Le prix de l’essence a connu un sursaut, jeudi, dans plusieurs régions canadiennes, dont Montréal, alors que les plus récents développements des conflits au Moyen-Orient et en Ukraine ravivent les craintes de perturbations de l’approvisionnement en pétrole.
Le vice-président pour l’est du Canada de l’Association canadienne des carburants, Carol Montreuil, évoque «une crise historique» qui a débuté l’hiver dernier avec le conflit entre les États-Unis et l’Iran.
Après les espoirs, maintes fois déçus, d’une trêve entre l’administration Trump et l’Iran, les investisseurs réalisent que les vents contraires vont perdurer.
«Ce qu’on observe présentement, c’est un retour où le marché, essentiellement, reconnaît toute la gravité de la situation qu’ont vit», résume-t-il en entrevue.
Dans la métropole, la moyenne du prix de l’essence a grimpé à 2,07 $/l, jeudi avant-midi, selon des données de la Régie de l’énergie du Québec. C’est une augmentation de 0,07 $, ou 3,5 %, en une seule journée.
À la fin février, avant les frappes américaines et israéliennes en Iran, le prix moyen à la pompe dépassait de peu la barre du 1,50 $/l.
Les avancées des rebelles houthis du Yémen, soutenus par l’Iran, dans la mer Rouge compliquent encore plus les exportations de pétrole de l’Arabie saoudite.

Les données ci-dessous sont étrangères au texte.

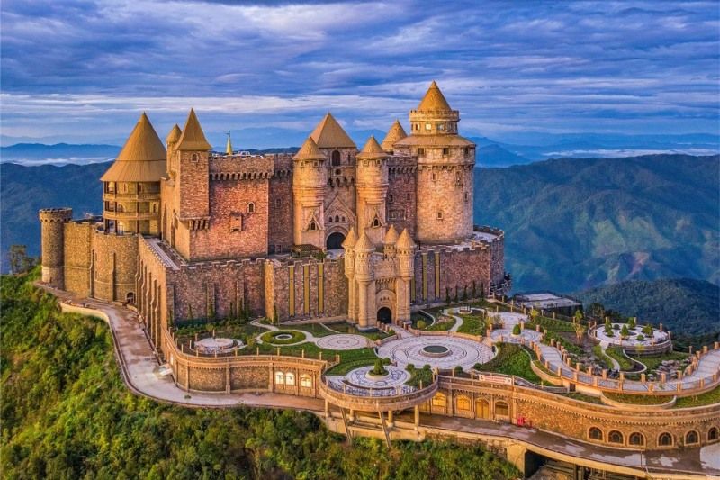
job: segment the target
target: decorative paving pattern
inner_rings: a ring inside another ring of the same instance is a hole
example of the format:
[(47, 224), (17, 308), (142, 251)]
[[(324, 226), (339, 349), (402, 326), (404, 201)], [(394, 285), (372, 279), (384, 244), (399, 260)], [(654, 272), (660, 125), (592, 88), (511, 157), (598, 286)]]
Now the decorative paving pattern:
[(352, 370), (346, 376), (346, 382), (352, 385), (365, 388), (386, 388), (403, 385), (405, 382), (410, 379), (410, 374), (400, 367), (386, 365), (385, 370), (388, 371), (388, 375), (378, 377), (367, 375), (373, 368), (373, 366), (368, 366)]
[[(445, 357), (431, 357), (423, 353), (422, 349), (429, 345), (447, 348), (450, 352)], [(495, 354), (483, 343), (454, 337), (409, 337), (391, 340), (378, 349), (378, 356), (390, 358), (399, 367), (405, 367), (412, 363), (417, 367), (428, 364), (439, 368), (454, 368), (460, 366), (469, 370), (476, 363), (485, 363)]]
[(338, 333), (338, 335), (328, 335), (315, 340), (315, 345), (320, 349), (329, 350), (354, 350), (369, 347), (371, 342), (362, 335), (353, 335), (350, 333)]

Ce n’est plus que la circulation dans le détroit d’Ormuz qui est perturbée, mais également celle dans le détroit de Bab el-Mandeb, souligne M. Montreuil.
Les frappes de l’Ukraine contre des raffineries russes ajoutent également de la pression sur les marchés mondiaux.
Ces frappes sont préoccupantes, particulièrement pour le diesel utilisé par les véhicules lourds et le chauffage, estime le président de l’association Canadians for Affordable Energy, Dan McTeague, en entrevue.
«Il y a seulement trois pays qui sont de grands exportateurs de diesel, les États-Unis, la Russie et l’Arabie saoudite», souligne-t-il.
La pression sur le marché risque de s’accentuer alors que la demande devrait augmenter durant la saison froide.
Or, le prix du diesel est déjà en forte hausse. «Le prix ont plus que doublé depuis un an», souligne M. McTeague en citant l’exemple du diesel aux États-Unis.
Le prix du diesel a un effet sur l’économie. Il s’agit d’un intrant important pour des industries, comme le transport de marchandises et l’agriculture.
Les gouvernements n’auront pas le choix de trouver des solutions, croit M. McTeague. «On est dans une situation périlleuse.»
D’autres régions épargnées
La ville de Québec était relativement épargnée pour le moment, jeudi en avant-midi. Les prix sont restés relativement stables, tandis que les stations-service ont plutôt réduit leurs marges bénéficiaires, selon les données de la Régie de l’énergie.
La marge au détail dans la région de la Capitale-Nationale a reculé de 8,7 ¢/l, mercredi, à 2,6 ¢/l, selon les données de la Régie de l’énergie.
Plusieurs facteurs peuvent expliquer la différence entre deux régions, comme la concurrence dans les marchés locaux, les marges de la raffinerie qui approvisionnent le marché en question ainsi que les taxes des municipalités et des provinces, résume M. Montreuil.
Il invite à ne pas tirer de conclusions pour les résultats d’une seule journée. «Il faut éviter de le faire sur quelques jours, surtout en période de grande volatilité.»
Montréal n’est toutefois pas l’exception. Les prix à la pompe ont connu un sursaut dans plusieurs régions du Canada.
Aux États-Unis, l’American Automobile Association fait état d’une hausse du prix de 0,16 $ US le gallon en une semaine, dans son suivi des prix de jeudi.
Attendre avant de faire le plein?
Les automobilistes québécois devraient patienter un peu avant de faire le plein, suggère Dan McTeague de l’association Canadians for Affordable Energy, en entrevue.
M. McTeague, qui fait des prévisions quotidiennes sur le prix de l’énergie, s’attend à ce que les prix reculent de 0,10 $/l à Montréal et à Québec, notamment. «L’essentiel, ici, c’est de ne pas faire le plein aujourd’hui, mais d’attendre à demain», conseille-t-il.
Il attribue cette prévision au passage vers l’essence d’hiver, qui est moins coûteux que l’essence d’été, dont la composition est différente pour des raisons environnementales.
M. Montreuil concède que ce changement peut parfois entraîner une réduction de prix, mais il souligne que le contexte est volatil et que plusieurs variables entrent en ligne de compte.
«Évidemment, avec les hausses importantes qu’on vit depuis des mois, tout le monde va être d’accord pour dire que ce n’est pas le changement aux essences d’hiver qui va faire une immense différence», ajoute M. Montreuil.